Begründer der modernen Neurochirurgie
Am 10. Juni 2025 verstarb Professor M. Gazi Yaşargil, kurz vor seinem 100. Geburtstag. Mit ihm verliert die Medizin eine prägende Persönlichkeit der Neurochirurgie – einen Pionier, Lehrer und Mentor, der weltweit Massstäbe setzte.
Geboren 1925 in Lice, Türkei, studierte Yaşargil Medizin in Deutschland und der Schweiz, wo er 1950 seinen Abschluss machte. Seine Laufbahn begann mit einer breiten Ausbildung in verschiedenen Fachbereichen, bevor er sich ab 1953 ganz der Neurochirurgie widmete – zunächst unter Professor Hugo Krayenbühl in Zürich.

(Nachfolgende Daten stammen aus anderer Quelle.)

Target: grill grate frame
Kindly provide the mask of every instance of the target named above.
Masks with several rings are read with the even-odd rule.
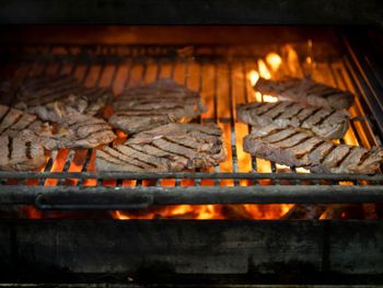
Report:
[[[201,200],[198,200],[198,197],[194,195],[201,192],[207,193],[210,197],[204,198],[204,204],[383,201],[383,195],[380,193],[383,191],[382,175],[297,173],[295,169],[282,171],[278,164],[272,162],[269,163],[269,171],[265,173],[265,171],[259,171],[259,162],[263,160],[255,158],[252,158],[248,164],[252,172],[242,171],[241,159],[239,159],[240,129],[237,128],[239,124],[235,123],[235,103],[240,97],[245,102],[252,100],[252,90],[248,89],[246,74],[249,70],[257,70],[255,61],[265,57],[264,50],[282,53],[281,47],[276,45],[269,46],[268,49],[219,45],[2,46],[0,54],[5,65],[1,69],[1,74],[13,71],[20,79],[38,74],[69,73],[86,85],[108,87],[116,92],[170,77],[201,92],[202,97],[204,94],[209,93],[210,112],[204,114],[197,122],[217,123],[223,130],[228,130],[225,142],[230,163],[223,163],[210,171],[197,171],[197,173],[92,172],[94,170],[92,164],[94,151],[92,149],[60,150],[57,158],[66,158],[60,166],[56,165],[57,161],[51,157],[47,160],[43,172],[0,172],[0,189],[2,191],[0,199],[3,204],[34,204],[39,208],[47,209],[59,209],[60,207],[66,209],[111,209],[118,205],[120,208],[135,208],[136,206],[136,208],[140,208],[142,203],[135,206],[135,203],[130,203],[129,197],[125,198],[124,204],[101,201],[86,205],[92,195],[84,193],[85,199],[79,199],[77,196],[83,191],[103,193],[103,195],[113,192],[118,192],[121,195],[148,193],[154,195],[148,205],[166,205],[170,204],[169,200],[161,201],[155,198],[156,192],[166,192],[173,195],[174,199],[177,199],[177,194],[188,191],[188,187],[185,186],[187,184],[192,187],[187,192],[190,199],[185,200],[179,197],[178,200],[173,199],[172,204],[200,204]],[[367,103],[361,96],[365,91],[362,90],[363,88],[359,84],[355,73],[350,71],[348,59],[336,54],[320,54],[314,57],[317,61],[316,77],[322,77],[322,81],[333,83],[338,88],[349,89],[358,95],[357,104],[353,107],[356,117],[350,120],[349,133],[362,146],[380,146],[382,136],[373,126],[374,119],[365,116]],[[298,68],[303,73],[302,62]],[[235,73],[239,73],[240,77],[236,77]],[[313,77],[315,79],[315,74]],[[222,83],[227,85],[224,89],[220,87]],[[240,90],[242,92],[239,92]],[[347,141],[341,139],[340,142]],[[69,172],[73,166],[73,157],[79,159],[79,154],[82,154],[80,157],[82,164],[78,165],[79,172]],[[343,185],[345,181],[350,183]],[[268,186],[270,184],[271,186]],[[242,185],[246,185],[246,187]],[[229,196],[221,197],[222,191]],[[49,198],[53,199],[51,203],[42,204],[42,195],[55,195],[60,192],[68,192],[71,195],[63,206],[62,203],[55,203],[62,200],[62,198],[55,197]],[[259,197],[265,192],[275,195]],[[314,192],[315,194],[313,194]],[[334,195],[334,192],[341,193],[347,200]],[[248,198],[239,198],[234,193],[246,193]]]

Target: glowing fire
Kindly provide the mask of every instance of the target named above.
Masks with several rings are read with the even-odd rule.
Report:
[[[252,87],[254,87],[257,83],[258,79],[259,79],[259,74],[258,74],[257,71],[252,70],[252,71],[249,71],[247,78],[248,78]]]
[[[267,66],[264,60],[258,60],[258,69],[259,69],[259,76],[265,79],[271,79],[271,73],[267,69]]]
[[[266,56],[266,62],[271,67],[271,70],[275,72],[279,69],[282,64],[282,58],[276,53],[269,53]]]
[[[287,68],[289,68],[289,73],[294,74],[299,73],[299,64],[298,64],[298,55],[294,51],[294,49],[291,46],[287,46],[285,54],[281,54],[283,57],[279,56],[276,53],[269,53],[265,57],[265,59],[258,59],[257,61],[253,62],[252,68],[257,69],[248,69],[246,76],[246,87],[252,91],[251,96],[253,97],[251,101],[257,101],[257,102],[277,102],[278,97],[272,95],[263,95],[259,92],[255,92],[253,90],[253,87],[257,83],[259,78],[264,79],[276,79],[277,73],[281,72],[280,69],[282,62]],[[282,60],[283,59],[283,60]],[[311,61],[310,59],[306,59],[307,61]],[[285,68],[283,66],[283,68]],[[209,70],[206,70],[209,72]],[[285,71],[285,70],[283,70]],[[193,73],[190,73],[193,74]],[[195,73],[198,76],[198,73]],[[242,76],[242,72],[241,72]],[[243,80],[243,78],[242,78]],[[204,80],[205,81],[205,80]],[[198,81],[196,81],[198,82]],[[208,81],[206,81],[208,82]],[[242,82],[243,83],[243,82]],[[249,87],[251,84],[251,87]],[[204,83],[204,85],[206,85]],[[235,88],[235,83],[234,83]],[[243,87],[242,87],[243,89]],[[240,91],[240,90],[239,90]],[[243,91],[243,90],[241,90]],[[210,91],[211,92],[211,91]],[[211,103],[213,102],[213,95],[212,93],[205,92],[202,90],[201,96],[204,102]],[[210,101],[210,102],[209,102]],[[244,101],[244,100],[242,100]],[[229,105],[222,105],[221,104],[221,114],[229,115],[230,114],[230,107]],[[210,110],[211,112],[211,110]],[[352,111],[351,111],[352,112]],[[209,113],[204,114],[205,116]],[[204,117],[202,115],[202,117]],[[210,115],[210,114],[209,114]],[[356,115],[353,115],[356,116]],[[212,117],[210,116],[206,116]],[[222,131],[223,131],[223,139],[228,147],[228,160],[222,162],[217,170],[214,168],[206,169],[204,172],[233,172],[232,166],[232,151],[230,149],[232,141],[236,141],[236,159],[237,159],[237,172],[248,173],[252,172],[253,165],[252,165],[252,158],[248,153],[244,152],[243,146],[242,146],[242,139],[249,133],[248,126],[243,123],[235,123],[235,136],[232,138],[232,126],[230,123],[219,123]],[[358,123],[356,123],[358,125]],[[128,135],[117,131],[118,139],[116,140],[116,143],[124,142]],[[358,145],[358,140],[356,136],[353,135],[352,130],[348,130],[345,137],[345,140],[347,143],[350,145]],[[85,158],[86,158],[88,151],[86,150],[78,150],[73,155],[73,161],[71,161],[71,164],[68,169],[70,172],[80,172],[82,171],[82,166],[84,164]],[[65,168],[66,160],[70,157],[69,150],[60,150],[57,153],[57,157],[55,159],[55,162],[53,164],[51,171],[62,171]],[[256,159],[256,168],[258,173],[270,173],[272,171],[270,161],[264,160],[264,159]],[[291,172],[291,169],[287,165],[276,164],[277,172]],[[92,157],[90,159],[90,163],[88,165],[89,172],[95,171],[95,151],[93,151]],[[310,173],[310,171],[298,168],[295,170],[298,173]],[[38,181],[34,181],[33,183],[28,183],[28,185],[37,185]],[[46,186],[50,185],[57,185],[57,180],[47,180],[45,182]],[[66,185],[77,185],[78,181],[74,180],[66,180]],[[134,180],[124,180],[121,183],[119,183],[121,186],[131,186],[135,187],[137,185],[137,181]],[[176,181],[175,180],[163,180],[156,183],[155,181],[142,181],[142,186],[154,186],[154,185],[162,185],[162,186],[175,186]],[[241,180],[239,182],[241,186],[251,186],[254,185],[252,181],[247,180]],[[96,186],[97,180],[84,180],[82,183],[83,186]],[[116,180],[105,180],[102,185],[104,186],[116,186],[117,181]],[[179,183],[177,183],[179,186],[194,186],[196,185],[196,182],[194,180],[182,180]],[[201,186],[213,186],[216,185],[214,180],[202,180],[200,182]],[[221,180],[217,183],[217,185],[220,186],[233,186],[234,183],[232,180]],[[270,180],[260,180],[256,185],[274,185],[274,183]],[[350,182],[343,182],[340,185],[352,185]],[[279,219],[283,215],[286,215],[293,205],[289,204],[282,204],[282,205],[174,205],[174,206],[164,206],[164,207],[151,207],[144,210],[131,210],[131,211],[112,211],[111,215],[114,219],[120,219],[120,220],[128,220],[128,219],[162,219],[162,218],[177,218],[177,219]],[[34,207],[28,206],[24,208],[24,212],[27,218],[40,218],[42,211],[36,210]],[[325,214],[324,214],[325,215]],[[322,219],[322,218],[321,218]]]

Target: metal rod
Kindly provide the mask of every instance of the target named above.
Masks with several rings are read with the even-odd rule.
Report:
[[[43,209],[132,209],[151,205],[383,203],[383,186],[190,187],[2,186],[2,205]]]
[[[373,181],[383,182],[383,175],[361,174],[322,174],[322,173],[136,173],[136,172],[8,172],[1,171],[0,178],[240,178],[240,180],[334,180],[334,181]],[[1,186],[0,186],[1,187]]]

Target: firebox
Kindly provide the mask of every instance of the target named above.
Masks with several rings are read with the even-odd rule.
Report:
[[[0,280],[127,287],[383,281],[383,176],[312,173],[244,149],[236,106],[277,103],[259,79],[311,79],[355,95],[334,140],[382,146],[380,30],[349,26],[3,26],[1,104],[36,77],[69,76],[112,97],[172,79],[206,107],[227,158],[181,172],[98,171],[97,151],[45,150],[38,170],[0,172]],[[156,95],[153,95],[154,97]],[[114,128],[115,142],[130,135]],[[107,146],[107,145],[106,145]],[[112,143],[109,145],[112,147]]]

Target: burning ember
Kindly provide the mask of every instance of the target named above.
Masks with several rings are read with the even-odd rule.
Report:
[[[311,44],[312,45],[312,44]],[[311,47],[310,47],[311,49]],[[188,55],[189,49],[179,51]],[[311,56],[307,56],[311,57]],[[188,58],[187,58],[188,59]],[[312,58],[306,59],[312,61]],[[223,140],[228,148],[227,161],[220,163],[218,168],[210,168],[201,172],[257,172],[257,173],[309,173],[305,169],[293,170],[287,165],[272,164],[270,161],[263,159],[252,159],[248,153],[243,151],[242,139],[248,134],[249,128],[244,123],[237,123],[236,120],[228,122],[234,117],[235,119],[235,105],[245,102],[277,102],[278,97],[271,95],[265,95],[259,92],[255,92],[253,87],[257,83],[259,78],[265,79],[278,79],[283,74],[295,76],[300,73],[299,59],[297,51],[292,46],[286,46],[281,50],[281,56],[277,53],[269,53],[264,59],[257,59],[256,61],[248,62],[242,67],[233,68],[233,76],[229,73],[228,67],[224,65],[214,66],[212,64],[206,64],[201,69],[193,59],[188,60],[187,69],[185,62],[177,62],[171,67],[166,64],[158,70],[156,64],[148,64],[148,67],[143,68],[134,66],[131,71],[129,70],[129,77],[127,77],[128,83],[126,87],[135,87],[137,83],[150,83],[159,78],[173,77],[175,81],[185,83],[187,87],[195,91],[200,91],[202,102],[208,107],[208,111],[201,115],[201,122],[217,122],[223,131]],[[130,69],[130,68],[129,68]],[[173,69],[173,70],[172,70]],[[100,70],[100,69],[98,69]],[[91,72],[93,70],[91,69]],[[97,70],[94,70],[97,71]],[[93,71],[93,72],[94,72]],[[144,77],[143,71],[146,71]],[[239,72],[240,71],[240,72]],[[80,73],[76,70],[76,73]],[[120,73],[128,73],[123,68],[118,71],[116,79],[124,79]],[[173,76],[172,76],[173,74]],[[232,84],[229,87],[228,79],[232,77]],[[96,77],[89,77],[88,81],[92,81]],[[105,77],[104,77],[105,78]],[[102,79],[104,79],[102,78]],[[214,82],[218,78],[219,84]],[[107,78],[105,78],[107,79]],[[216,79],[214,81],[212,81]],[[121,91],[124,84],[121,81],[114,83],[115,91]],[[328,82],[328,81],[327,81]],[[92,85],[92,84],[90,84]],[[102,85],[107,87],[107,82],[102,82]],[[112,84],[111,84],[112,85]],[[231,91],[230,91],[231,89]],[[231,103],[231,96],[233,102]],[[233,108],[234,107],[234,108]],[[233,108],[233,111],[231,111]],[[107,112],[111,113],[111,112]],[[357,115],[355,111],[351,111],[353,116]],[[124,142],[129,135],[121,131],[117,131],[117,142]],[[363,137],[363,136],[361,136]],[[352,130],[349,130],[345,137],[346,143],[358,145],[357,138]],[[68,149],[60,150],[54,162],[51,163],[50,171],[68,171],[68,172],[81,172],[81,171],[95,171],[95,151],[78,150],[71,153]],[[89,158],[89,154],[91,157]],[[72,158],[70,165],[67,165],[68,159]],[[85,164],[86,162],[86,164]],[[85,168],[84,168],[85,165]],[[37,180],[28,185],[37,185]],[[46,180],[44,185],[54,186],[59,184],[59,180]],[[84,180],[82,183],[79,181],[66,180],[66,185],[83,185],[83,186],[195,186],[197,185],[194,180],[162,180],[162,181],[135,181],[135,180],[104,180],[102,183],[97,183],[97,180]],[[62,183],[61,183],[62,184]],[[233,180],[201,180],[198,185],[200,186],[252,186],[252,185],[275,185],[270,180],[259,180],[257,183],[253,183],[247,180],[240,180],[239,183],[234,183]],[[343,183],[343,185],[352,185],[352,183]],[[287,212],[291,210],[293,205],[176,205],[165,207],[151,207],[144,210],[116,210],[111,215],[114,219],[280,219]],[[36,210],[33,207],[25,208],[25,215],[28,218],[44,218],[47,217],[45,212]]]

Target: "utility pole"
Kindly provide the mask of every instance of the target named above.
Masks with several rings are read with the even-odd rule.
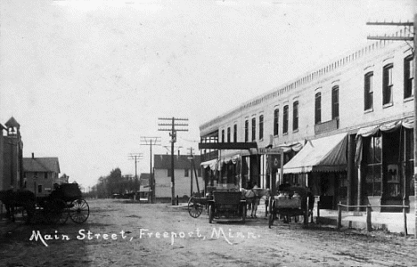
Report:
[[[370,40],[388,40],[388,41],[413,41],[413,46],[412,47],[412,52],[413,55],[413,94],[414,94],[414,127],[413,127],[413,140],[414,140],[414,238],[417,239],[417,53],[415,49],[417,47],[417,14],[414,14],[414,22],[368,22],[366,25],[377,25],[377,26],[403,26],[408,28],[409,29],[413,28],[413,32],[410,30],[410,35],[405,36],[368,36]],[[412,35],[414,35],[412,36]],[[405,201],[403,202],[405,204]]]
[[[137,163],[143,156],[142,153],[131,153],[129,155],[129,158],[135,160],[135,200],[136,200],[137,191],[141,191],[141,183],[137,179]],[[136,185],[138,185],[138,187],[136,187]]]
[[[192,147],[188,149],[190,150],[190,157],[188,157],[188,159],[190,159],[190,198],[192,197],[192,166],[194,165],[194,160],[193,160],[193,155],[192,155]],[[200,192],[199,192],[200,193]]]
[[[158,131],[169,131],[169,136],[171,136],[171,204],[176,205],[176,179],[174,178],[174,143],[176,142],[176,132],[188,132],[188,129],[180,128],[176,129],[176,126],[188,126],[188,124],[179,124],[176,121],[188,121],[188,118],[178,118],[178,117],[159,117],[159,120],[162,121],[171,121],[170,123],[159,123],[159,126],[171,126],[171,128],[161,128]]]
[[[160,137],[156,136],[141,136],[141,145],[145,145],[150,147],[150,156],[151,163],[149,165],[149,186],[151,187],[151,203],[155,202],[155,176],[152,174],[152,145],[159,146],[160,145]]]

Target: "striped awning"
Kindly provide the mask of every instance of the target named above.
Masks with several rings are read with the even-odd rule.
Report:
[[[347,169],[348,134],[307,141],[303,149],[283,166],[284,174],[339,172]]]

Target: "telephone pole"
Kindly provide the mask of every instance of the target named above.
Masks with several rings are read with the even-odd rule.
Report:
[[[388,41],[413,41],[413,45],[412,47],[412,52],[413,55],[413,94],[414,94],[414,127],[413,127],[413,140],[414,140],[414,238],[417,239],[417,53],[415,53],[415,48],[417,47],[417,14],[414,14],[414,21],[413,22],[368,22],[366,25],[376,25],[376,26],[402,26],[408,28],[410,34],[407,36],[368,36],[370,40],[388,40]],[[413,29],[413,32],[412,30]],[[405,199],[403,201],[403,205],[405,205]]]
[[[137,179],[137,163],[143,155],[142,153],[131,153],[129,158],[135,160],[135,200],[136,200],[137,191],[141,190],[141,183]]]
[[[161,128],[158,131],[168,131],[169,136],[171,136],[171,204],[176,205],[176,182],[174,178],[174,143],[176,142],[176,132],[188,132],[188,129],[180,128],[176,129],[176,126],[188,126],[188,124],[180,124],[176,123],[176,121],[188,121],[188,118],[179,118],[179,117],[159,117],[158,118],[161,121],[170,121],[170,123],[159,123],[159,126],[171,126],[171,128]]]
[[[190,165],[191,165],[191,167],[190,167],[190,173],[191,173],[191,175],[190,175],[190,198],[192,197],[192,171],[193,171],[193,168],[192,166],[194,166],[194,160],[193,160],[193,155],[192,155],[192,147],[189,148],[188,149],[190,150],[190,157],[188,157],[188,159],[190,159]],[[200,193],[200,192],[199,192]]]
[[[152,174],[152,145],[159,146],[160,145],[160,137],[156,136],[141,136],[141,145],[145,145],[150,147],[150,171],[149,171],[149,186],[151,187],[151,203],[155,202],[155,176]]]

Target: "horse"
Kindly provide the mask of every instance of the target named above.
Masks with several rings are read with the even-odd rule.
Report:
[[[29,190],[0,190],[0,201],[4,205],[6,216],[12,222],[15,221],[14,213],[16,207],[23,207],[26,210],[28,222],[29,222],[35,210],[36,199],[35,194]]]
[[[269,197],[269,189],[259,189],[253,188],[251,190],[246,190],[241,188],[241,196],[246,199],[248,204],[248,209],[250,209],[250,217],[257,218],[258,206],[262,198],[267,198]]]

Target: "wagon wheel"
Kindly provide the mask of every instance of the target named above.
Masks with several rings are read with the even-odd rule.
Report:
[[[61,199],[55,198],[51,203],[48,203],[44,212],[49,223],[63,224],[68,220],[67,205]]]
[[[188,213],[192,218],[198,218],[203,210],[203,206],[200,203],[198,203],[194,198],[190,198],[188,201]]]
[[[69,213],[72,222],[83,223],[90,215],[90,207],[85,199],[79,198],[72,201]]]
[[[213,218],[214,218],[214,206],[213,205],[208,206],[208,223],[213,222]]]

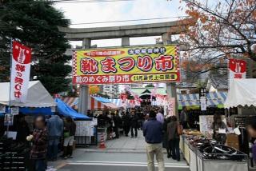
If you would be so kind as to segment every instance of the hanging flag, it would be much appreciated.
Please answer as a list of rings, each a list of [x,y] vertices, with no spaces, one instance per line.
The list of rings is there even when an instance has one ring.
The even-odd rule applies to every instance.
[[[230,59],[230,79],[246,78],[246,62],[242,59]]]
[[[25,102],[30,82],[31,49],[13,42],[10,74],[10,100]]]

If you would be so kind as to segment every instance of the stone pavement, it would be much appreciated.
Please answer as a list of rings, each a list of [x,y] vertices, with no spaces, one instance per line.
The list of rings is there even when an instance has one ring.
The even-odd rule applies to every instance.
[[[146,143],[142,130],[138,131],[138,137],[121,136],[118,139],[108,140],[106,143],[107,149],[136,150],[145,152]]]
[[[138,131],[137,138],[121,136],[118,139],[108,140],[106,145],[106,149],[101,149],[95,146],[91,146],[88,149],[77,149],[74,152],[74,158],[68,160],[60,159],[55,162],[49,162],[48,165],[58,169],[62,168],[60,171],[64,171],[67,168],[74,168],[70,165],[78,165],[79,167],[81,165],[99,166],[104,165],[127,167],[136,165],[138,167],[142,166],[143,168],[146,166],[146,143],[141,130]],[[165,149],[163,150],[165,151]],[[187,167],[185,161],[182,160],[178,162],[169,159],[166,157],[166,153],[165,153],[165,163],[169,168],[186,169]],[[139,169],[138,168],[138,169]]]

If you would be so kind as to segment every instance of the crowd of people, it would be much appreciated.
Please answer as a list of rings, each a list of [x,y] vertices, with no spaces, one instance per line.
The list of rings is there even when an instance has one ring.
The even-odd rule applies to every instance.
[[[17,118],[17,125],[13,128],[17,131],[16,141],[30,149],[29,170],[45,171],[47,161],[56,161],[61,151],[64,159],[72,157],[76,125],[71,117],[55,114],[46,119],[38,115],[34,118],[33,129],[24,115]]]

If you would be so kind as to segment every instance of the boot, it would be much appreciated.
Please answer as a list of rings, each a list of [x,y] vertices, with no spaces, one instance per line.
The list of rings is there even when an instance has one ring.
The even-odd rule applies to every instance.
[[[69,158],[73,158],[72,154],[73,154],[73,146],[72,145],[69,145],[68,146],[68,154],[67,154],[68,157]]]
[[[66,156],[67,156],[67,147],[64,147],[62,157],[66,159]]]

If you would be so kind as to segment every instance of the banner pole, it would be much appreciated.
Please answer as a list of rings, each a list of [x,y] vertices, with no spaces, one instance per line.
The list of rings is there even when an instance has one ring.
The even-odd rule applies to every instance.
[[[8,106],[8,113],[10,113],[10,94],[11,94],[11,68],[12,68],[12,59],[13,59],[13,38],[10,38],[10,87],[9,87],[9,106]],[[8,137],[9,133],[9,123],[7,123],[7,129],[6,129],[6,136]]]

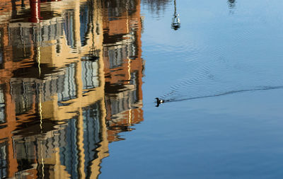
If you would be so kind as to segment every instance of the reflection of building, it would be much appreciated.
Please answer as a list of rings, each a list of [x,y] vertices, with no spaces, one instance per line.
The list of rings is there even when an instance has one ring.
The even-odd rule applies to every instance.
[[[0,178],[96,178],[143,120],[139,2],[41,3],[37,23],[23,2],[0,23]]]
[[[111,16],[104,16],[103,18],[109,142],[117,140],[117,133],[131,130],[132,124],[143,120],[140,2],[130,2],[120,1],[120,4],[109,6],[103,11],[105,14]]]

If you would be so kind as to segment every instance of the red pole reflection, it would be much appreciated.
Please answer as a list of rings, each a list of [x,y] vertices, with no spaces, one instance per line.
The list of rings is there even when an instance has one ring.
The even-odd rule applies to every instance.
[[[30,23],[39,23],[40,17],[40,0],[30,0],[30,18],[28,21]]]

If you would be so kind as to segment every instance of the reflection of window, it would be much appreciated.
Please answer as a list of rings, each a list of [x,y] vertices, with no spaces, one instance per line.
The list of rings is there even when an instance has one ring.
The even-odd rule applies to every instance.
[[[8,161],[7,144],[0,144],[0,178],[7,177]]]
[[[0,89],[0,124],[5,122],[5,98],[3,90]]]
[[[86,5],[81,5],[80,6],[80,36],[81,46],[86,45],[86,35],[88,33],[89,28],[89,6]]]
[[[64,69],[65,74],[58,79],[58,101],[66,101],[76,97],[76,64],[71,64]]]
[[[60,162],[66,166],[66,171],[71,175],[71,178],[79,177],[77,118],[68,120],[64,136],[60,137],[60,141],[66,142],[64,146],[60,147]]]
[[[83,61],[82,80],[83,89],[91,89],[99,86],[98,62]]]
[[[67,11],[64,16],[64,31],[65,32],[67,45],[72,48],[76,47],[74,23],[74,11]]]
[[[18,81],[17,83],[12,83],[12,93],[14,98],[16,105],[16,114],[23,114],[31,110],[33,107],[34,90],[33,83]]]
[[[114,69],[117,67],[122,66],[123,59],[126,57],[123,57],[122,48],[110,50],[108,51],[110,68]]]

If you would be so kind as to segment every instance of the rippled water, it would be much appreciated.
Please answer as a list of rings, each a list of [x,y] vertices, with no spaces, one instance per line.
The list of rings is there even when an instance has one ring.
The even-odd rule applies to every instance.
[[[0,178],[282,178],[282,7],[2,1]]]

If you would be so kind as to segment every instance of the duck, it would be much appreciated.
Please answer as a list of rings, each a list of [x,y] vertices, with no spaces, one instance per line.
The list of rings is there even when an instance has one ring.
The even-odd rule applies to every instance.
[[[165,102],[164,100],[159,99],[158,98],[156,98],[155,99],[156,100],[156,107],[158,107],[160,104],[162,104]]]

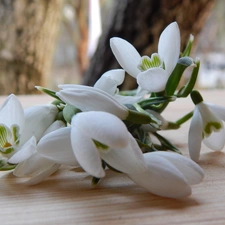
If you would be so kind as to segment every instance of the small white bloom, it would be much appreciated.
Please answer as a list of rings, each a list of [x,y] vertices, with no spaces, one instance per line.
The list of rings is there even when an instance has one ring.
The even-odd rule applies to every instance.
[[[62,90],[57,92],[57,96],[82,111],[109,112],[120,119],[126,119],[129,114],[124,105],[99,88],[69,84],[59,85],[59,88]]]
[[[189,153],[194,161],[200,157],[201,142],[214,151],[225,145],[225,107],[206,103],[196,104],[189,129]]]
[[[118,94],[119,89],[117,86],[121,85],[125,78],[125,71],[122,69],[109,70],[96,81],[94,87],[99,88],[108,94],[112,95],[121,104],[133,104],[140,101],[143,95],[135,96],[122,96]]]
[[[144,154],[147,170],[128,174],[149,192],[168,198],[183,198],[191,194],[190,185],[200,183],[204,172],[194,161],[171,152]]]
[[[140,173],[146,169],[142,152],[124,123],[106,112],[78,113],[71,127],[43,137],[37,151],[60,164],[80,165],[99,178],[105,176],[102,159],[121,172]]]
[[[8,96],[0,109],[0,151],[6,158],[18,151],[24,122],[20,101],[15,95]]]
[[[116,116],[106,112],[78,113],[73,117],[71,126],[75,157],[92,176],[105,175],[101,159],[125,173],[146,169],[140,148]]]
[[[163,91],[180,54],[180,31],[176,22],[165,28],[159,38],[158,54],[141,57],[126,40],[111,38],[110,46],[121,67],[149,92]]]
[[[62,127],[65,127],[62,121],[55,121],[45,131],[42,139],[49,133],[62,129]],[[43,181],[60,167],[60,163],[39,154],[36,145],[36,139],[32,137],[30,142],[26,142],[21,149],[9,159],[10,163],[18,163],[13,174],[17,177],[26,177],[27,185],[35,185]]]
[[[25,125],[21,134],[21,143],[25,143],[31,136],[39,141],[46,129],[55,121],[58,112],[57,107],[52,104],[25,109]]]

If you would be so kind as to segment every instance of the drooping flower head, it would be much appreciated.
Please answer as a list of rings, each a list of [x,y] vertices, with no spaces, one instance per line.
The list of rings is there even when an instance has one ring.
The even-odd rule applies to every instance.
[[[192,91],[191,97],[195,110],[189,129],[189,153],[194,161],[200,157],[201,142],[214,151],[221,151],[225,145],[225,107],[203,101],[198,91]]]
[[[180,31],[176,22],[165,28],[159,38],[158,53],[141,57],[129,42],[111,38],[110,46],[121,67],[137,78],[142,89],[163,91],[180,55]]]

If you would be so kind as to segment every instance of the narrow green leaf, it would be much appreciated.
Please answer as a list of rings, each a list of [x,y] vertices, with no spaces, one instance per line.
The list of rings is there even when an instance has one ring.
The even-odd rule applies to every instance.
[[[195,83],[196,83],[196,80],[197,80],[197,77],[198,77],[198,72],[199,72],[199,68],[200,68],[200,61],[197,60],[195,62],[196,64],[196,67],[194,67],[194,69],[192,70],[192,73],[191,73],[191,77],[188,81],[188,83],[183,86],[177,93],[177,97],[179,98],[185,98],[187,97],[191,91],[193,90],[194,86],[195,86]]]
[[[180,82],[180,79],[183,75],[183,72],[189,66],[194,65],[194,60],[190,57],[182,57],[178,60],[175,69],[173,70],[172,74],[170,75],[167,84],[166,84],[166,95],[171,96],[177,89],[177,86]]]
[[[55,98],[55,99],[58,99],[58,100],[61,100],[57,95],[56,95],[56,91],[53,91],[53,90],[50,90],[48,88],[44,88],[44,87],[41,87],[41,86],[35,86],[39,91]]]

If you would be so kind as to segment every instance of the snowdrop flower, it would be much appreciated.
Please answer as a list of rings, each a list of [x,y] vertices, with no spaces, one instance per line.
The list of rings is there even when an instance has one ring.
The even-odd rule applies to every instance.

Ein zentraler Wendepunkt war ein Forschungsaufenthalt in den USA (1965 bis 1967), wo er die Mikrochirurgie erlernte. Beim Üben von mikrochirurgischen Verbindungen und Bypässen an haarfeinen Gefässen erlangte Yaşargil jene aussergewöhnlich präzise Fingerfertigkeit, die später sein Markenzeichen wurde. Noch bedeutender aber war, dass sich ihm in dieser Zeit eine völlig neue Sichtweise auf das Gehirn eröffnete – und damit ein neues Verständnis seiner Struktur und Funktion.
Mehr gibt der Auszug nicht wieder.